The marketplace for senior services is changing because of the huge increase of Baby Boomers reaching age 65. In the 26 counties of the Texas Panhandle, there are 82,065 people who are 60 years of age or older, a number equal to 18% of the total population. In 15 years, that age group is projected to double to about 165,000.

Childers Place, a technologically advanced facility with a highly trained staff located in the medical center, will add to its array of services to meet the community’s critical need for rehabilitation services. The changes at Childers Place and Bivins Memorial are pending regulatory approval.

“Many of us have a long history with Bivins Memorial,” Day said. “And even those who have been involved for a short time with this outstanding facility know that Bivins Memorial has a magnificent history of compassionately serving residents and their families. We are mindful of our obligation to help our residents and staff through this change in our services by reflecting the Bivins Foundation’s core values of dignity, independence, self-worth and good health.”

The Bivins Foundation will continue its mission to improve the lives of senior adults with elder care services through its 120 units of low-income senior housing at Bivins Village I and II, as well as through Childers Place, Elizabeth Jane Bivins Culinary Center and B Fit outpatient therapy clinic.

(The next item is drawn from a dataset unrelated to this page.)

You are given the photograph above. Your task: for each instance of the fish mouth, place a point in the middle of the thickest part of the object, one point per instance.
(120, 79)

“We will continue to seek answers to the question of how to make the best use of our resources to help the most people,” Day said. “We know that today’s seniors want to be able to stay in the most independent setting as they age, and helping them do so is a way we can positively affect their health and quality of life.”

“We continue to identify opportunities to partner with others in the community, such as faith-based organizations, nonprofit agencies and other institutions that share our mission of caring for older adults,” she said. “For example, the Bivins Foundation has been part of a broad community collaborative to reimagine senior centers of the future as places to advance holistic wellness.”

Future initiatives will build on the Bivins Foundation’s long history of charitable work that includes a total of $4.9 million in grants to improve the lives of seniors across the Texas Panhandle. In addition, the Bivins Foundation has supported the FoodNET program by preparing 543,000 meals at the Foundation’s Elizabeth Jane Bivins Culinary Center since 2003. These meals are delivered to seniors at home and at central sites and provide the nutrition for many seniors to remain independent.

“The need for senior services will grow exponentially in the coming decades, and we look forward to actively achieving our mission to help even more elderly citizens live fulfilling, dignified and healthy lives,” Day said.

The Mary E. Bivins Foundation was established in 1949 with the primary philanthropic objective of caring for the elderly. In 2015, the Foundation touched more than 1,250 lives through Bivins Village, a 120-unit independent living community for low-income seniors; Childers Place, a state-of-the-art, long-term care facility which also will offer rehabilitation services for medically complex patients beginning in 2016; Bivins Memorial, a long-term care and rehab facility; the Elizabeth Jane Bivins Culinary Center, an innovative food production facility; and B Fit, an outpatient therapy clinic catering to seniors. The Foundation has distributed more than $110 million since its founding to support senior services, charities and ministerial scholarships.